Se c’è un autore difficile da inquadrare in una delle caselle che fanno tanto comodo, questi è Sylvano Bussotti. Musica, la sua, intrisa d’una spiccatissima vena autobiografica, riversata nelle note in complessi, spesso proprio enigmatici, contorcimenti allusivi.

Morto ieri a Milano alla vigilia dei 90 anni (li avrebbe compiuti il 1° ottobre), nato a Firenze studia nella sua città, si forma a Parigi con Max Deutsch (allievo e poi assistente di Schönberg; tra i propri allievi ci fu anche György Kurtág), ma ha sempre affermato che la sua natura artistica si formò attraverso l’amicizia col critico musicale Hainz- Klaus Metzger (altro allievo di Deutsch) e col poeta Aldo Braibanti, assiduo di casa Bussotti fin dagli anni Quaranta, compagno del fratello maggiore e pittore Renzo nell’aderire al Partito Comunista clandestino: con Renzo e Aldo prende attivamente parte, nel 1947, all’esperienza di Torre Farnese a Castell’Arquato, un laboratorio artistico nel quale convivono lavori di ceramica, poesia, teatro, musica.

Entra nel mondo musicale come seguace più o meno stretto di John Cage, colui che Schönberg liquidò sbrigativamente con "non è un compositore" e che sull’esempio di Edgar Varése esplorò la materia sonora includendovi anche il “rumore”.

Nascono partiture strane e purtuttavia intriganti, nelle quali schegge sonore tradizionali galleggiano in guisa di relitti in un mare apparentemente amorfo di suoni. Tableaux vivants per due pianoforti, ad esempio (giovanile cavallo di battaglia della celebre coppia Bruno Canino-Antonio Ballista), non prevede – come fa Cage – materiali estranei (pezzi di cartone, gommini di bottiglie) adesi alle corde, ma un modo parecchio eterodosso di sollecitarle, nonché frequenti colpi di coperchio, per terminare in indistinti mormorii fatti crescere fino a sonorità assordanti.
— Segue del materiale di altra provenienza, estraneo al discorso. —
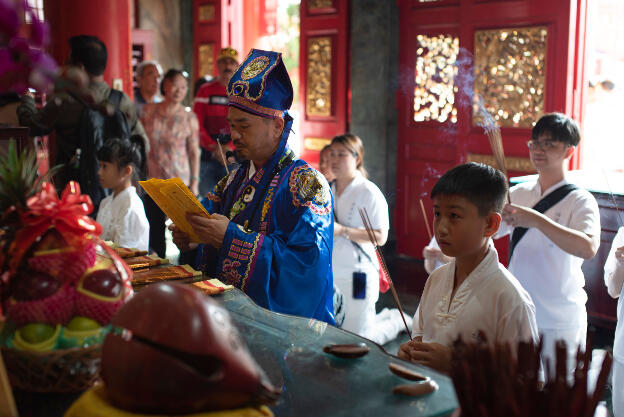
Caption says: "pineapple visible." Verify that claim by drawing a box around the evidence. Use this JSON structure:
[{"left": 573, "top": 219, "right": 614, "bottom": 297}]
[{"left": 0, "top": 139, "right": 56, "bottom": 303}]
Un tratto affascinante di Bussotti è la componente grafica di molti suoi lavori, come ad esempio Sette fogli, per organici di varia natura: la notazione musicale inserita in figurazioni a china singolarissime (spirali, code di sirena, quadrati, segmenti intersecantisi, prospettive distorte) che ne fanno oggetti contemporaneamente musicali e pittorici.

Negli anni Settanta, Bussotti s’avvicina al teatro – lirica, balletto, prosa in commistioni multiple – apportandovi tutta al forza icastica del proprio autobiografismo. Nascono lavori assai significativi come Lorenzaccio, irriverente eppure acutissima parodia del grand-opéra francese, dove convivono prosa – testi parlati scritti dallo stesso Bussotti e brani del lavoro teatrale di de Musset – ballo, canto, azione mimica, e Passion selon Sade: il divin marchese non figura con le parole bensì con strumenti di tortura, intervallati con l’oggettistica più abusata del teatro d’opera, all’interno d’una sorta di happening sempre diverso da sera a sera, e per cui è prescritta l’inderogabile presenza dell’autore come direttore e attore.
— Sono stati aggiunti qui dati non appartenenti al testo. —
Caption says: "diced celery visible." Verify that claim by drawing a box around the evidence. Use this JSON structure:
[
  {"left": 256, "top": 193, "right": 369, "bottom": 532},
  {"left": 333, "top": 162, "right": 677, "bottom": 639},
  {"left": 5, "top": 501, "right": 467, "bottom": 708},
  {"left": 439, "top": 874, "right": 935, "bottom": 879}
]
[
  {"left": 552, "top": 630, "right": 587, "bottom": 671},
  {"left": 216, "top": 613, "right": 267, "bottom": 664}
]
Ancora, sono firmati Bussotti i balletti Nottetempo e Bergkristall, composizione questa che Giuseppe Sinopoli amava in modo particolare, riuscendo anche a convincere la propria casa discografica a incidere. Mentre il melodramma Nottetempo è la formula del “Bussottioperaballet” in cui diverse forme performative si fondono all’insegna d’un suono inteso come vibrazione interiore dalla forte componente sensuale.
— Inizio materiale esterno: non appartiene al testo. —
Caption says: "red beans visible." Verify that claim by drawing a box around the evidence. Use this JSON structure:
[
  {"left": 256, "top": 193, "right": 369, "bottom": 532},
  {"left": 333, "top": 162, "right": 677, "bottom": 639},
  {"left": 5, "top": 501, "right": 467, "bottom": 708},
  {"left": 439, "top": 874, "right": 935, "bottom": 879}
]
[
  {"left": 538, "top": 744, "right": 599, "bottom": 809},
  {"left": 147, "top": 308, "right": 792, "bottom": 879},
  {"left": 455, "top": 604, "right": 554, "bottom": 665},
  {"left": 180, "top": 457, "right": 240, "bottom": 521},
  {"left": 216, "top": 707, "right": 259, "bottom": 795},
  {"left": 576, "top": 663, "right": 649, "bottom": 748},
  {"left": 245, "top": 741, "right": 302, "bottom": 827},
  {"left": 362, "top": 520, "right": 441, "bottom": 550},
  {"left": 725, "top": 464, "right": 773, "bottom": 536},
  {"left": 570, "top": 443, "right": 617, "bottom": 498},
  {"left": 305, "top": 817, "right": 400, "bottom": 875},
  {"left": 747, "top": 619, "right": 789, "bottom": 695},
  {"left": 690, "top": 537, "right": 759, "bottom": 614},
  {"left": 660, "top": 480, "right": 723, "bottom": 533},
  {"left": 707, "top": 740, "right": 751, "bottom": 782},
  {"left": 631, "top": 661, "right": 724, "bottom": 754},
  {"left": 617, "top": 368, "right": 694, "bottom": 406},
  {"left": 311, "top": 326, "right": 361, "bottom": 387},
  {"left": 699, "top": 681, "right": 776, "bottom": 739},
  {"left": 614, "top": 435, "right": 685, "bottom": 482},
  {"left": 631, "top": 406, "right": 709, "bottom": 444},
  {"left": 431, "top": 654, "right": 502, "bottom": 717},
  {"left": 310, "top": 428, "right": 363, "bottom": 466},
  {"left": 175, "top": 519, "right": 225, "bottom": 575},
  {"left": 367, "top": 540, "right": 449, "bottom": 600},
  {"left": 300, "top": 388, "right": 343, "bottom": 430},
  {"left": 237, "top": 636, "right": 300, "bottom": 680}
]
Ma è nella musica da camera, che probabilmente Bussotti scrive pagine destinate a restare: apice il quartetto per archi I semi di Gramsci. I semi sono quelli che il detenuto Gramsci coltivava nel suo “quarto di metro quadro” di terreno del penitenziario, ma nulla v’è di meramente descrittivo in un fluire musicale aspro e zigzagante, da cui sorte un incantevole assolo di violino: la composizione è dedicata al mai abbastanza compianto Quartetto Italiano, e questo assolo fu tagliato su misura per Elisa Pegreffi. Il ritratto che il pennello musicale traccia non è quello d’un povero carcerato tubercolotico, bensì quello d’un tribuno dall’eloquenza fondata per intero sulla forza dell’intelletto.